The EPA seemed to agree and in 1994 published a policy that shifted responsibility for hazardous waste determinations for solvent-contaminated wipes to the states. The policy proved problematic because it created many disparate approaches across the country. Accordingly, in 2003, the EPA issued a national proposal to exclude reusable wipes from the definition of solid waste and exclude disposable wipes from the definition of hazardous waste. That proposal prompted negative feedback for being insufficiently protective. One concern was application of the exclusion to trichloroethylene, a chemical that endangers public health even when placed in a lined landfill. In 2012, the Agency conducted a new risk analysis of the proposed exclusion. Based on that analysis, the exclusions in the final rule do not apply to wipes contaminated with trichloroethylene.

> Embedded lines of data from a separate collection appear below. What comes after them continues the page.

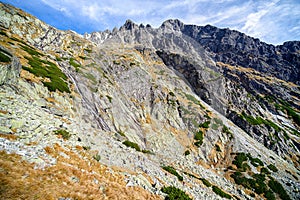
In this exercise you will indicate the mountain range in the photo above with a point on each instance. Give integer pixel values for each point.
(175, 112)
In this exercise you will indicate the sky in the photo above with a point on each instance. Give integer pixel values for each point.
(272, 21)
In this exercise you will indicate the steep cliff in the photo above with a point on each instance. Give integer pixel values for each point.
(145, 113)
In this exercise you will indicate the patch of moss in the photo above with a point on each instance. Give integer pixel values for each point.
(175, 193)
(264, 171)
(194, 100)
(31, 50)
(3, 33)
(269, 195)
(205, 125)
(97, 157)
(278, 188)
(74, 63)
(220, 192)
(272, 167)
(205, 182)
(173, 171)
(44, 68)
(4, 58)
(239, 159)
(109, 98)
(187, 152)
(218, 148)
(256, 162)
(199, 136)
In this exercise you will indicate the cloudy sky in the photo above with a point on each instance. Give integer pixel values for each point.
(272, 21)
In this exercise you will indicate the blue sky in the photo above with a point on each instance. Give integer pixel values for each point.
(272, 21)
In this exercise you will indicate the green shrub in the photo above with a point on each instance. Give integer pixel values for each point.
(172, 171)
(220, 192)
(175, 193)
(65, 134)
(132, 145)
(194, 100)
(205, 182)
(272, 167)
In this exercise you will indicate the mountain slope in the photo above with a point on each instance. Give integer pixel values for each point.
(147, 107)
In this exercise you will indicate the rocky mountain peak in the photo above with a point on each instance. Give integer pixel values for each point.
(146, 113)
(129, 25)
(173, 24)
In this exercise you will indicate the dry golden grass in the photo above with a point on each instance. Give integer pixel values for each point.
(74, 176)
(8, 136)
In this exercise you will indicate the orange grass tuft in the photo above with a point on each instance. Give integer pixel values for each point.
(73, 176)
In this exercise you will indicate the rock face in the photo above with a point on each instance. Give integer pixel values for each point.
(9, 68)
(209, 111)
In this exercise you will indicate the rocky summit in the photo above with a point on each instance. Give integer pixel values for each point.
(175, 112)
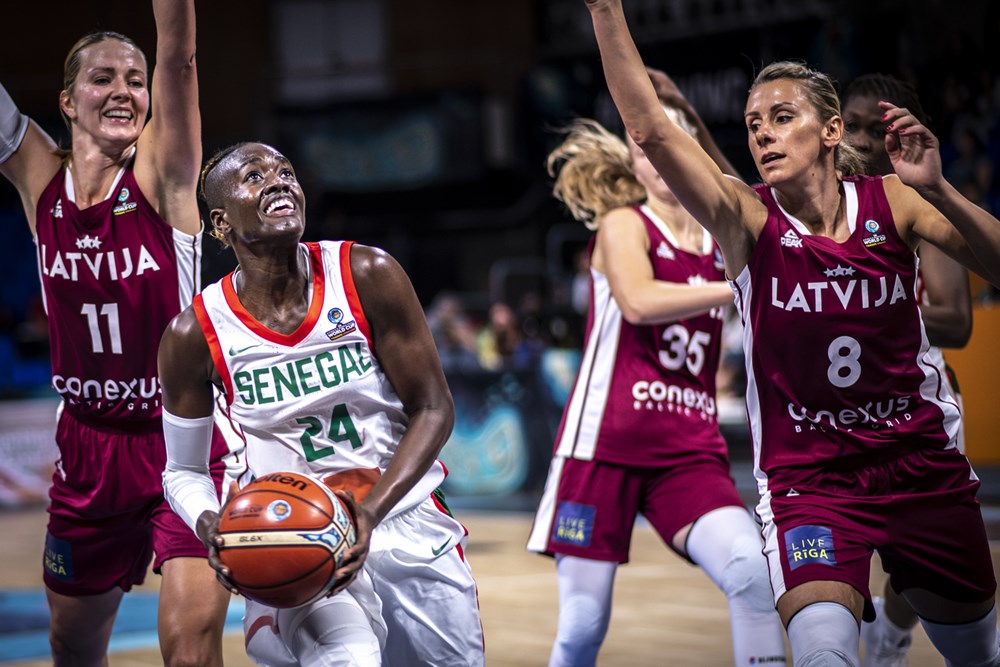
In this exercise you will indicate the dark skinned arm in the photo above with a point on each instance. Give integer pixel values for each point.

Also, in 2003, the EPA recognized the danger posed by free liquids and proposed that no exclusion would be available if free liquids are in a container used to transport solvent-contaminated wipes. Free liquids are those that “readily separate from the solid portion of a waste under ambient temperature and pressure” (40 CFR 260.10). The Agency also proposed an easy method to make a free-liquids determination. The generator simply had to hold the wipes for a short period of time, for example, during transfer from one container to another. If the wipes dripped or if there were free liquids in the bottom of the container, they would not meet the no-free-liquids condition. Free liquids in a container with solvent-contaminated wipes delivered to a landfill, an industrial laundry, or a combustion facility would be subject to all RCRA hazardous waste regulations.
Interestingly, at the time of the proposal, the majority of states regulating solvent-contaminated wipes under the 1994 policy required the use of the Paint Filter Test (SW–846 Method 9095B), a more rigorous test to determine the presence of free liquids. In the 2003 proposal, the Agency briefly mentioned the use of Method 9095B but, without explanation, declined to include it in the proposed regulatory exclusion. Commenters on the proposal said the drip-test method the EPA was advocating and hand-wringing to remove free liquids, which the Agency was also considering as a requirement, were too subjective. The EPA agreed, stating in the final rule that use of Method 9095B by the majority of the states provided a good basis to incorporate the standardized procedure into the federal regulations, along with existing use of the method in the federal Municipal Solid Waste Landfill regulations (40 CFR 258.28). Accordingly, the test was incorporated into the regulatory exclusions.
“The test is simple and inexpensive to perform and typically produces clear results,” wrote the Agency. “It includes placing a predetermined amount of material in a paint filter and if any portion of the material passes through and drops from the filter within five minutes, the material is deemed to contain free liquids.”
The EPA added that generators do not need to conduct this test for every solvent-contaminated wipe. “Rather, generators must ensure that if the Paint Filter Liquids Test was performed, the solvent-contaminated wipe would pass,” wrote the Agency.
Removing Free Liquids
Under the rule, generators may use any of a range of methods to remove solvent from the wipe, such as centrifuging, mechanical-wringing, screen-bottom drums, microwave technology, and vacuum extractors. Also, generators must document how they are meeting the no-free-liquids condition. The documentation should include a description of any technologies, methods, sampling, or knowledge that the generator is using to ensure that solvent-contaminated wipes sent to a laundry or dry cleaner for cleaning contain no free liquids. This documentation must be updated only if the generator changes its process for meeting the no-free-liquids condition.